Comissão aprova programa inovador para o setor de beleza e bem-estar, visando a redução de litígios e a regularização de dívidas com a União.
A Comissão de Desenvolvimento Econômico da Câmara dos Deputados deu um passo importante para o setor de beleza e bem-estar ao aprovar o Projeto de Lei que institui o Programa de Redução da Litigiosidade do Setor de Beleza e Bem-Estar (Probeleza). A proposta, que agora segue para análise em outras comissões, visa oferecer um caminho para que empresas do ramo possam regularizar suas pendências financeiras com o governo federal.
O Probeleza surge como uma resposta à complexa interpretação fiscal sobre o Imposto sobre Produtos Industrializados (IPI), que gerou um grande volume de disputas judiciais e insegurança jurídica para muitas empresas do segmento. A iniciativa busca solucionar essas divergências, permitindo que os contribuintes afetados possam encontrar um acordo e seguir suas atividades com mais tranquilidade.
A medida, aprovada com a versão da relatora, deputada Any Ortiz (Cidadania-RS), expande o alcance do projeto original, incluindo não apenas indústrias e atacadistas, mas também distribuidoras de produtos de beleza.

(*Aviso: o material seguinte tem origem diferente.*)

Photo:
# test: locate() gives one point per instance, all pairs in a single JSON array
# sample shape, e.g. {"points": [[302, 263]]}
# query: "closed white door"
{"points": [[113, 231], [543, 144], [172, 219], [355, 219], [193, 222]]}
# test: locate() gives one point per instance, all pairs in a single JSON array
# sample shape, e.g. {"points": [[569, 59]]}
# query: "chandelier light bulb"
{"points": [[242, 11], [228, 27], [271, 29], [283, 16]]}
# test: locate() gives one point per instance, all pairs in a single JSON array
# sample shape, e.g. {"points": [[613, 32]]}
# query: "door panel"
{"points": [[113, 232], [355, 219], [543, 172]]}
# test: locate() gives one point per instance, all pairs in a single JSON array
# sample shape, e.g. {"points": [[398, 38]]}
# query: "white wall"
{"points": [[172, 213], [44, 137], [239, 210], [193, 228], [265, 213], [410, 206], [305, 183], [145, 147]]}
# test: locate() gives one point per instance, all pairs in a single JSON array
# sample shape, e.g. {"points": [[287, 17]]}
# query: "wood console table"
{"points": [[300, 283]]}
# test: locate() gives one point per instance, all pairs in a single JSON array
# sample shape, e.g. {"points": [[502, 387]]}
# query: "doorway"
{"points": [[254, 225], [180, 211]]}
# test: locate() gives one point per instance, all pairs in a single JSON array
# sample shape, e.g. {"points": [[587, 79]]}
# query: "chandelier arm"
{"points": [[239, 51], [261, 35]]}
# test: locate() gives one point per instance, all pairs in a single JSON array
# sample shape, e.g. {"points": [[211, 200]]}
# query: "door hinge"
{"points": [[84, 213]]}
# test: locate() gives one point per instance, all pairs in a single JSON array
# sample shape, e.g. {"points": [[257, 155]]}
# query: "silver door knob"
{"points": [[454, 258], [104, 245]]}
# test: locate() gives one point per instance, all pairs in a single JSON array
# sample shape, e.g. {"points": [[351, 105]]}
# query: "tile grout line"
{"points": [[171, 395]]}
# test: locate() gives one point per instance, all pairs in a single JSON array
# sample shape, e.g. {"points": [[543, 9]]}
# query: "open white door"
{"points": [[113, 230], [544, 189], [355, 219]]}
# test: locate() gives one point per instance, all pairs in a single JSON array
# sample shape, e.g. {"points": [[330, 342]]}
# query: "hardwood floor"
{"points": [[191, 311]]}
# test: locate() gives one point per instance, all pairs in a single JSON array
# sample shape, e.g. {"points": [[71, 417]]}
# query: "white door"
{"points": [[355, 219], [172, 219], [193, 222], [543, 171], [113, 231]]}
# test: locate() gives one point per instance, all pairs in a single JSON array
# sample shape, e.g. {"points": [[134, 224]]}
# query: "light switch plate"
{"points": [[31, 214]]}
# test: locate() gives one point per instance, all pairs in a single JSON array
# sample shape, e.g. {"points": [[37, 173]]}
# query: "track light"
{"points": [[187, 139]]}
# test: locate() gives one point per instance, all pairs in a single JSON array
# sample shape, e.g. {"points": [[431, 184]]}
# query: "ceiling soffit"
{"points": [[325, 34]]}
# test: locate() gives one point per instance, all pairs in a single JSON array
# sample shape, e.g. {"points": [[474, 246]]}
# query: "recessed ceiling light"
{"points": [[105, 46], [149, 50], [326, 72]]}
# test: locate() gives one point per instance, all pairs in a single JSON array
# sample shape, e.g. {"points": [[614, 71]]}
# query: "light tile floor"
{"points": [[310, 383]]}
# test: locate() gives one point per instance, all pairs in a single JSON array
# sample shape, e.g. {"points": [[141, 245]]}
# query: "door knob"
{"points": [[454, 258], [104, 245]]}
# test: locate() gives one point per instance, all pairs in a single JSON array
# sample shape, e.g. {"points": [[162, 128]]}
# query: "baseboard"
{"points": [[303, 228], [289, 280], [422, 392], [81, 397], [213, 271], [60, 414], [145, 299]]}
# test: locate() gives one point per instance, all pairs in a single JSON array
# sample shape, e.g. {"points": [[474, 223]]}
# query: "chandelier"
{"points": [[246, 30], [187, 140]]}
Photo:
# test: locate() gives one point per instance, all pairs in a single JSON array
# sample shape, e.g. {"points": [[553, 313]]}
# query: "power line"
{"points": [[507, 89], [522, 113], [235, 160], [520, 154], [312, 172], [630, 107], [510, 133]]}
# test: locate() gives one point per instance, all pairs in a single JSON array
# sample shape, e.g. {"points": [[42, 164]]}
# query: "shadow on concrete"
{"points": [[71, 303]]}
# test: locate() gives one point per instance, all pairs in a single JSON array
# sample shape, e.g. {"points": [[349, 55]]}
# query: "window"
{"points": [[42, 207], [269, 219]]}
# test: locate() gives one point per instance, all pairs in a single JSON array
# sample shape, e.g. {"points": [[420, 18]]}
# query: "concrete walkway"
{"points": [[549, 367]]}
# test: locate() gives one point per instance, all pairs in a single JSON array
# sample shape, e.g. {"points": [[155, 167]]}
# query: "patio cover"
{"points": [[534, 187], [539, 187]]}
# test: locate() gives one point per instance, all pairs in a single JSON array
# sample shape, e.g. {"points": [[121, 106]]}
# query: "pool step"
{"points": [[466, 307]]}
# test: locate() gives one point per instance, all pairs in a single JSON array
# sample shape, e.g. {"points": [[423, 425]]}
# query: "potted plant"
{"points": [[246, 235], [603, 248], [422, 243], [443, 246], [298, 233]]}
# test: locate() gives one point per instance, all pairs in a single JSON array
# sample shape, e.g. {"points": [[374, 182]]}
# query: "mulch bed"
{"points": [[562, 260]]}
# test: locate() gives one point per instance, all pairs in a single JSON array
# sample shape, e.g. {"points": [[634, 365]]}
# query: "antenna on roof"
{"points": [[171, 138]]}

Isso demonstra um esforço para abranger um leque maior de empresas impactadas pela legislação tributária. A proposta foi divulgada pela Agência Câmara Notícias.
Ampla Renegociação de Dívidas e Benefícios para Empresas
O texto aprovado pelo Probeleza é abrangente, permitindo a negociação de débitos federais de qualquer natureza, e não se limitando apenas a questões de IPI. Dívidas inscritas ou não em dívida ativa, mesmo aquelas já em processo de parcelamento ou em litígio na Justiça, poderão ser incluídas no programa. Essa flexibilidade é vista como crucial para regularizar um grande volume de pendências.
A relatora, deputada Any Ortiz, destacou que a medida é fundamental para corrigir distorções criadas pelo Decreto 8.393/15. Este decreto passou a considerar atacadistas como estabelecimentos industriais para fins de tributação, gerando novas obrigações e conflitos. O Probeleza busca, portanto, oferecer um alívio e uma solução para essas empresas.
Requisitos e Condições para Adesão ao Probeleza
Para aderir ao Probeleza, os empresários precisam, primeiramente, **confessar a dívida** e **desistir de ações judiciais ou processos administrativos** relacionados ao débito. Uma vez dentro do programa, os beneficiários poderão **parcelar seus débitos em até 12 vezes mensais**, com um **perdão total de multas, juros e encargos**. Cada parcela será corrigida pela Selic e acrescida de 1% no mês do pagamento.
Uma novidade importante é a possibilidade de utilizar **créditos de prejuízos fiscais e base negativa de Contribuição Social sobre o Lucro Líquido (CSLL)** para o pagamento. Esses créditos, referentes a apurações até 31 de dezembro de 2023 e declarados até 31 de março de 2024, podem cobrir até 25% do prejuízo fiscal e 9% da base negativa de CSLL. Caso os créditos sejam rejeitados, o devedor terá um prazo de 30 dias para efetuar o pagamento em dinheiro.
Exclusão do Programa e Próximos Passos Legislativos
O devedor poderá ser excluído do Probeleza caso não cumpra com as obrigações estabelecidas. Isso inclui o **atraso no pagamento de duas parcelas seguidas ou três alternadas**, a falta de pagamento de uma parcela mesmo com as demais quitadas, a **fraude patrimonial** para evitar o cumprimento do acordo, ou em casos de **falência decretada** ou **extinção da empresa**. A exclusão garantirá o direito de defesa do devedor.
A proposta agora seguirá para análise conclusiva nas comissões de Indústria, Comércio e Serviços; de Finanças e Tributação; e de Constituição e Justiça e de Cidadania. Para se tornar lei, o texto precisa ser aprovado tanto pela Câmara dos Deputados quanto pelo Senado Federal.